Drug of Choice for Depression
For a patient presenting with depression, select any second-generation antidepressant (SSRIs, SNRIs, bupropion, or mirtazapine) based on adverse effect profile, cost, and patient preference, as no single agent demonstrates superior efficacy over others. 1
First-Line Pharmacotherapy Selection
The American College of Physicians provides clear guidance that all second-generation antidepressants are equally effective for treating major depressive disorder 1. The evidence does not justify choosing one agent over another based on efficacy alone, as effectiveness does not differ among subgroups based on age, sex, or race/ethnicity 1.
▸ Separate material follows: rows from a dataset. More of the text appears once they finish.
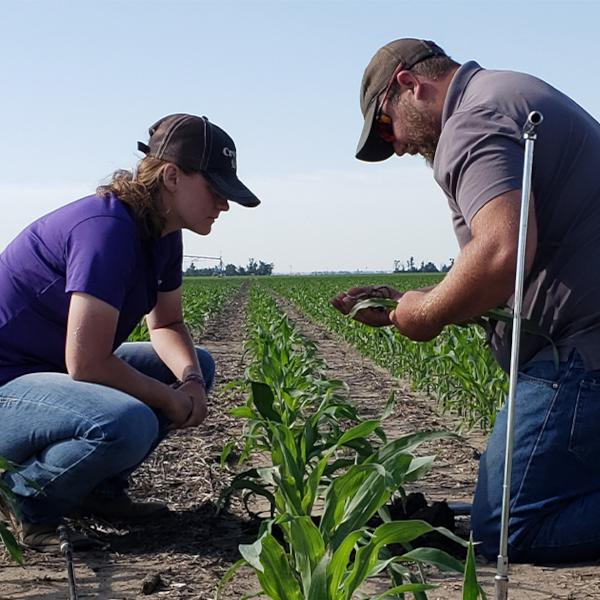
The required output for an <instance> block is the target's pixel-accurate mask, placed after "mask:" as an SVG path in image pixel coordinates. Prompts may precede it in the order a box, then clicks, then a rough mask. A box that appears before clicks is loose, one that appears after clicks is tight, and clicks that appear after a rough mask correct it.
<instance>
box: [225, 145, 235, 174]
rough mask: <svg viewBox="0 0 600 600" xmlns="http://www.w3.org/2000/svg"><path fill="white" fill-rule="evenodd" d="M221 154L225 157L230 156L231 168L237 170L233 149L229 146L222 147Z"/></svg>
mask: <svg viewBox="0 0 600 600" xmlns="http://www.w3.org/2000/svg"><path fill="white" fill-rule="evenodd" d="M223 154H224V155H225V156H226V157H227V158H231V168H232V169H233V170H234V171H236V170H237V164H236V158H235V150H232V149H231V148H227V147H225V148H223Z"/></svg>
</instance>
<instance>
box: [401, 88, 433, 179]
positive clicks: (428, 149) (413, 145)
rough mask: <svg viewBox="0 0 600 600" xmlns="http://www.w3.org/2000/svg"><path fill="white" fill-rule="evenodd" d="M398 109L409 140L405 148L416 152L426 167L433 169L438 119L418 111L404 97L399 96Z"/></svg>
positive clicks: (422, 112)
mask: <svg viewBox="0 0 600 600" xmlns="http://www.w3.org/2000/svg"><path fill="white" fill-rule="evenodd" d="M399 108H400V110H402V113H403V114H402V122H403V124H404V126H405V128H406V131H407V137H408V139H409V141H408V144H407V147H408V148H409V149H413V150H416V152H417V153H418V154H420V155H421V156H422V157H423V158H424V159H425V162H426V163H427V166H429V167H433V160H434V159H435V151H436V149H437V145H438V142H439V140H440V135H441V123H440V122H439V119H437V118H436V117H435V116H433V115H432V114H430V113H428V112H426V111H425V110H422V109H418V108H417V107H416V106H415V105H414V104H412V103H411V102H409V101H408V99H407V98H406V96H400V101H399Z"/></svg>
Specific Agent Selection Criteria
Since efficacy is equivalent, base your choice on the following factors 1:
- Sexual dysfunction concerns: Choose bupropion, which has lower rates of sexual adverse events than fluoxetine or sertraline 1
- Avoid paroxetine if sexual dysfunction is a concern, as it has higher rates than fluoxetine, fluvoxamine, nefazodone, or sertraline 1
- Cost considerations: Generic SSRIs (fluoxetine, sertraline, citalopram) are typically less expensive 1
- Patient preference: Discuss adverse effect profiles before selecting medication 1
Commonly Used First-Line Agents
SSRIs remain the most commonly prescribed first-line agents 1:
- Fluoxetine: 20 mg/day initial dose, can increase to maximum 80 mg/day 2
- Sertraline: Well-established efficacy in major depressive disorder 3
- Citalopram and escitalopram: Preferred in elderly patients 1
The number needed to treat for SSRIs is 7-8, compared to 7-16 for tricyclic antidepressants 1.
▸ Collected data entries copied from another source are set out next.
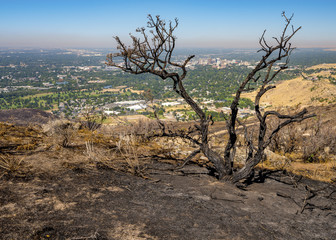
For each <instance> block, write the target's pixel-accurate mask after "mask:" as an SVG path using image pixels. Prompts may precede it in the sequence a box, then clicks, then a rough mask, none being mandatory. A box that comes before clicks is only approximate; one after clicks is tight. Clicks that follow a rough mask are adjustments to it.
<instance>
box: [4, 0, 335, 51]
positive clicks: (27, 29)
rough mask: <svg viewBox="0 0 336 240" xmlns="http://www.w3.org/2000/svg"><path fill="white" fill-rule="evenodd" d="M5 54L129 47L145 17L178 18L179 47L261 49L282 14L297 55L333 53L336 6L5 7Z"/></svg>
mask: <svg viewBox="0 0 336 240" xmlns="http://www.w3.org/2000/svg"><path fill="white" fill-rule="evenodd" d="M0 3H1V8H2V14H1V15H0V22H1V25H0V34H1V38H0V47H2V48H41V49H48V48H61V49H64V48H114V47H115V46H116V43H115V41H114V39H113V36H120V38H121V39H122V40H123V41H125V42H126V43H129V35H128V34H129V33H130V32H131V33H135V29H136V28H137V27H142V26H146V23H147V15H148V14H152V15H153V16H155V15H161V17H162V19H165V20H166V21H169V20H174V19H175V18H178V19H179V26H178V28H177V29H176V32H175V35H176V36H177V47H179V48H186V47H188V48H209V47H210V48H212V47H214V48H258V41H259V37H260V36H261V34H262V33H263V31H264V30H265V29H266V30H267V32H266V39H269V40H272V37H274V36H279V35H280V34H281V33H282V30H283V27H284V23H285V22H284V19H283V18H282V17H281V13H282V12H283V11H285V12H286V14H287V15H288V16H289V17H290V16H291V15H292V14H294V18H293V21H292V23H293V25H294V27H299V26H302V29H301V30H300V31H299V32H298V33H297V34H296V36H295V37H294V39H293V45H294V46H296V47H298V48H336V31H334V30H332V29H334V23H335V22H336V16H335V14H334V12H335V10H336V1H333V0H320V1H313V0H295V1H293V0H283V1H281V3H280V4H279V3H277V2H269V1H265V0H260V1H258V4H256V2H255V1H252V0H236V1H229V0H212V1H202V0H193V1H191V0H182V1H181V0H171V1H170V2H169V3H165V2H157V1H154V0H143V1H141V2H140V1H136V0H129V1H127V2H121V1H116V0H110V1H107V0H97V1H94V2H92V1H89V0H71V1H70V0H67V1H66V0H49V1H43V0H31V1H26V0H12V1H4V0H0Z"/></svg>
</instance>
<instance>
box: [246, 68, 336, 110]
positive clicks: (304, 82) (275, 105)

Critical Monitoring Requirements
Begin monitoring within 1-2 weeks of initiation 1. This is a strong recommendation based on FDA guidance regarding suicide risk, which is greatest during the first 1-2 months of treatment 1.
Monitor specifically for:
- Increases in suicidal thoughts and behaviors 1
- Agitation, irritability, or unusual behavioral changes 1
- Therapeutic response and adverse effects 1
SSRIs carry an increased risk for nonfatal suicide attempts compared to placebo, making early monitoring essential 1.
Treatment Response Timeline
Allow 4-6 weeks for full therapeutic effect 2. If inadequate response occurs after 6-8 weeks, modify treatment 1. Approximately 38% of patients do not achieve treatment response during 6-12 weeks, and 54% do not achieve remission 1.
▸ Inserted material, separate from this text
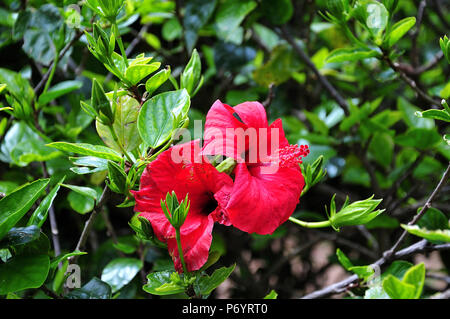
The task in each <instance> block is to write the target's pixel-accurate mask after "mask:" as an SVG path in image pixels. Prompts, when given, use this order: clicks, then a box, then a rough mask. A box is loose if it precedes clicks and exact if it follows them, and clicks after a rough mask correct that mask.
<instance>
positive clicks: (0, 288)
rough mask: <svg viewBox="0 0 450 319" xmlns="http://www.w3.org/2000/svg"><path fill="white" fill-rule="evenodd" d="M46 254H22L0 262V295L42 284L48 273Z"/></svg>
mask: <svg viewBox="0 0 450 319" xmlns="http://www.w3.org/2000/svg"><path fill="white" fill-rule="evenodd" d="M49 267H50V259H49V258H48V256H47V255H23V256H16V257H13V258H11V259H9V260H8V261H7V262H6V263H4V264H0V295H5V294H7V293H8V292H16V291H21V290H24V289H28V288H38V287H40V286H42V285H43V284H44V282H45V279H46V278H47V275H48V270H49Z"/></svg>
Special Population Considerations
For elderly patients, prefer 1:
- Citalopram
- Escitalopram
- Sertraline
- Mirtazapine
- Venlafaxine
- Bupropion
Avoid in elderly: Paroxetine and fluoxetine due to higher adverse effect rates 1.
Treatment Duration
Treat first episode for at least 4 months after achieving remission 1. Patients with recurrent depression may benefit from prolonged treatment 1. The optimal duration for maintaining remission requires further research 1.
Common Pitfalls to Avoid
- Do not assume one SSRI is more effective than another - the evidence shows equivalent efficacy across second-generation antidepressants 1
- Do not delay monitoring - suicide risk is highest early in treatment 1
- Do not continue ineffective treatment beyond 6-8 weeks without modification 1
- Do not overlook adverse effect profiles - while efficacy is similar, tolerability differs significantly between agents 1
Comparative Effectiveness Nuances
While guidelines emphasize equivalent efficacy, some meta-analyses suggest sertraline and venlafaxine may have slightly better efficacy profiles than fluoxetine 4. However, these differences are modest and clinical decision-making should prioritize tolerability, cost, and patient factors over small efficacy differences 1.
Approximately 63% of patients experience at least one adverse effect, with nausea and vomiting being the most common reasons for discontinuation 1.